5 Ways to Disengage your Workforce
We’re constantly reading about strategies to enable adoption, effective methods to engage staff, and lots of ways on how to become a social business. So – I figured it was time to address these perspectives through a different set of lens – the antithesis lens.
Now, I’m optimistically confident that managers do not go to work with the intention of disengaging their workforce, however, if you can relate to any of the statements below it may be time to review your practises.
5 Ways to Disengage your Workforce:
1. Block the internet
Can your access all the sites you need to effectively achieve your daily tasks?
And no, I don’t just mean social networks, I mean internet access overall.
2. Mandate the use of antiquated systems
What version of internet browser (assuming you have internet access) are you using?
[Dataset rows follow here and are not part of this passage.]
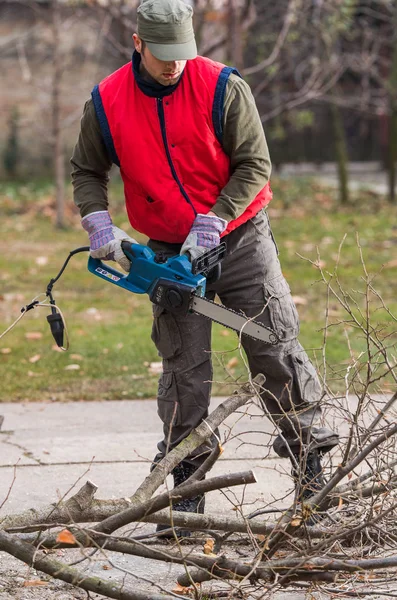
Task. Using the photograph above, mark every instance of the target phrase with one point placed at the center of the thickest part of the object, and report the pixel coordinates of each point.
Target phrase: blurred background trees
(323, 72)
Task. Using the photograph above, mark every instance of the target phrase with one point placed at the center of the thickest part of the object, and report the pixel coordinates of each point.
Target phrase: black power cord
(55, 318)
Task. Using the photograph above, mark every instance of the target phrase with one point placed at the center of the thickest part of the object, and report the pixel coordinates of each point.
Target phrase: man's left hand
(204, 235)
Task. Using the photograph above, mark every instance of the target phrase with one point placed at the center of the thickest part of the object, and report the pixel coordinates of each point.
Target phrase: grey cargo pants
(251, 280)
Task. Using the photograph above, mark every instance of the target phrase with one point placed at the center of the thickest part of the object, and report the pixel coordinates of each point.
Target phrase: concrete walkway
(368, 176)
(49, 450)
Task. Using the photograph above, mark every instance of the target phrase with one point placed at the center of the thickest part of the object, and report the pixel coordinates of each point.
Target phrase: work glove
(105, 238)
(204, 235)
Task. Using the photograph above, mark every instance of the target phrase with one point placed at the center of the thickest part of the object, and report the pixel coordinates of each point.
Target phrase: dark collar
(150, 87)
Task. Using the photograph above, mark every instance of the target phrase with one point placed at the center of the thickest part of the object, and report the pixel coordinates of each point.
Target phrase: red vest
(169, 150)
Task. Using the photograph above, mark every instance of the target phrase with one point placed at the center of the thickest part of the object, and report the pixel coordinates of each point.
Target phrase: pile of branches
(341, 539)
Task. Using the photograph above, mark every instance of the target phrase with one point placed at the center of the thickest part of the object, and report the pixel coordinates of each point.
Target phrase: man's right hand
(105, 238)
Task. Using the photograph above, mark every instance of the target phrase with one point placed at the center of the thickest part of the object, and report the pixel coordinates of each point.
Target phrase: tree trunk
(59, 164)
(393, 116)
(341, 154)
(235, 42)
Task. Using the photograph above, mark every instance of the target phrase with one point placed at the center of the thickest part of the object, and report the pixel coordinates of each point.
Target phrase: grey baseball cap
(166, 26)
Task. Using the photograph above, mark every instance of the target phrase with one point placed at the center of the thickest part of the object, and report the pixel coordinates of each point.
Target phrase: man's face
(162, 71)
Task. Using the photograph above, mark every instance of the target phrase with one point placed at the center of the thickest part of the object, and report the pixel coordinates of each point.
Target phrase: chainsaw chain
(238, 314)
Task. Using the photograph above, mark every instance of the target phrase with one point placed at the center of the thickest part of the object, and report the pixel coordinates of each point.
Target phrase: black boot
(308, 476)
(181, 473)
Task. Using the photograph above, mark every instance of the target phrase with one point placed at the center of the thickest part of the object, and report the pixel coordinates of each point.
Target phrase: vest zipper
(160, 112)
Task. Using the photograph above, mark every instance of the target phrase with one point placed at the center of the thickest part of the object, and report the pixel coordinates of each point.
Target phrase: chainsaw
(176, 284)
(179, 286)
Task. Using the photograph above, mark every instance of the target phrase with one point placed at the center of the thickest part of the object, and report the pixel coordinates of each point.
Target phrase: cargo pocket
(168, 407)
(283, 314)
(165, 333)
(306, 378)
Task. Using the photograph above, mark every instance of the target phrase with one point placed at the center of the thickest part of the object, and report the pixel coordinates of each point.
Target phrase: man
(192, 153)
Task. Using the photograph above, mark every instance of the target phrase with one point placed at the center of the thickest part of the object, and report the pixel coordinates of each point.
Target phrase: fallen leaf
(33, 335)
(319, 264)
(34, 583)
(390, 264)
(233, 362)
(41, 260)
(35, 358)
(156, 368)
(299, 300)
(180, 589)
(65, 537)
(208, 547)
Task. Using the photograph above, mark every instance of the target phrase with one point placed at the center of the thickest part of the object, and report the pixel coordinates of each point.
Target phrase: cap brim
(185, 51)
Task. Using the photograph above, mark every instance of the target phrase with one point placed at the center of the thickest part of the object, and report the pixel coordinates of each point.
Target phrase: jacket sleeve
(245, 143)
(90, 165)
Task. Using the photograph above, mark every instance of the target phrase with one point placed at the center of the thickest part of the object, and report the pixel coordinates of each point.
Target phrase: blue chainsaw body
(147, 272)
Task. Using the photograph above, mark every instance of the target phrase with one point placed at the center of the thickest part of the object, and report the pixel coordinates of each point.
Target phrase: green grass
(109, 328)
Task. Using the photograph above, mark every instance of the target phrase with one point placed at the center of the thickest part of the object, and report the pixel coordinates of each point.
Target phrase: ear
(137, 42)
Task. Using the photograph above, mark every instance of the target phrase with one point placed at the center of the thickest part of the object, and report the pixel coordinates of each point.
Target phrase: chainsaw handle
(127, 248)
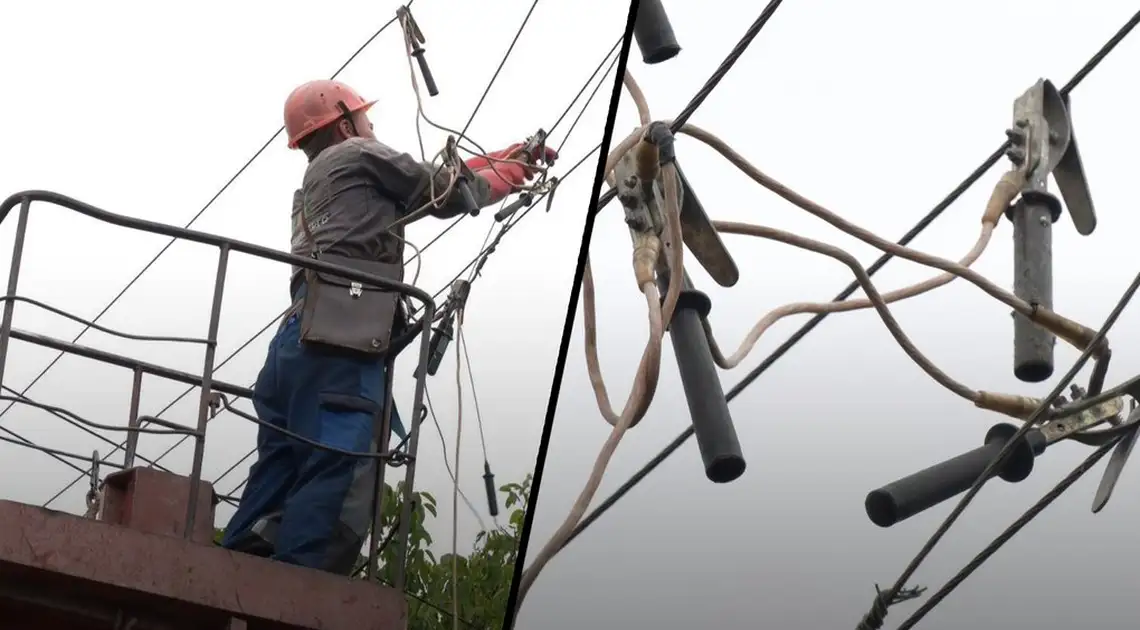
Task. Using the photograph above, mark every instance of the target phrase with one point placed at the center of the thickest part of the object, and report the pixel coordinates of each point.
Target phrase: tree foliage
(483, 573)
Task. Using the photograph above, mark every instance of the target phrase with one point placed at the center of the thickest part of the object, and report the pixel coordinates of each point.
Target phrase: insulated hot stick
(445, 330)
(653, 33)
(489, 485)
(526, 153)
(912, 495)
(415, 42)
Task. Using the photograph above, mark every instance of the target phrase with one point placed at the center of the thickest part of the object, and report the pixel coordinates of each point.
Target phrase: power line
(499, 68)
(190, 223)
(815, 320)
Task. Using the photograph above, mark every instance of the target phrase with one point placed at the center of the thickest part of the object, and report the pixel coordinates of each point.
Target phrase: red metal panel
(71, 561)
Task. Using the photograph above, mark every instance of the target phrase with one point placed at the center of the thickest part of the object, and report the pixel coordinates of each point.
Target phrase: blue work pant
(324, 499)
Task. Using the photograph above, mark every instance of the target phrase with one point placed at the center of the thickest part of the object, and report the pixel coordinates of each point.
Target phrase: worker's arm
(405, 178)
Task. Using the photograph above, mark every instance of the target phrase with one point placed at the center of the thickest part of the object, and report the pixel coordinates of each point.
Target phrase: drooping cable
(814, 321)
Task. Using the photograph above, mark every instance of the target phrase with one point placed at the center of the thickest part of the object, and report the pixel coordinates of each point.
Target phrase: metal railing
(210, 387)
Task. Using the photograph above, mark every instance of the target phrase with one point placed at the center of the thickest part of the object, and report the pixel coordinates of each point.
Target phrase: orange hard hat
(317, 104)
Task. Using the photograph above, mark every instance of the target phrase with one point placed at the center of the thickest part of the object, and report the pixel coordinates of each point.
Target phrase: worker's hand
(504, 178)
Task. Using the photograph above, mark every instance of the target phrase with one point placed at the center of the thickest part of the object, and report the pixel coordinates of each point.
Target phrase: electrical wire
(812, 324)
(447, 464)
(1009, 533)
(455, 487)
(474, 394)
(1003, 455)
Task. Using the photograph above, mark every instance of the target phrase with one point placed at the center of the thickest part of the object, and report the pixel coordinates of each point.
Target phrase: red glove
(544, 154)
(506, 177)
Are all your software applications compatible? Within and outside your organisation? (Or are you constantly having to ask clients and suppliers to change the format of files?)
Do you have to login with a different username and password for each system?
Are you frustrated by the software functionality available to you?
3. Rely on email as your primary communication tool
My fondness for email as an effective core communication tool is well known – I’ll say no more here.
4. It’s on the intranet
Another favourite – and as the saying goes: “the intranet is where documents go to die” – that is unless you have a recently implemented social intranet – then you can ignore this statement because you’ll be able to find what you’re looking for, or easily ask your colleagues in an open and easy to access format.
5. Have no social spaces
No, I don’t mean physical spaces, like a lunch room – I mean online social spaces, behind a firewall, where people can engage with their colleagues, where expertise location is simple, where sharing knowledge and resources is a naturally occurring phenomenon, and people feel better connected to each other across departments, across locations, across countries.
But then, they’re supposed to be working – not socialising, aren’t they?!!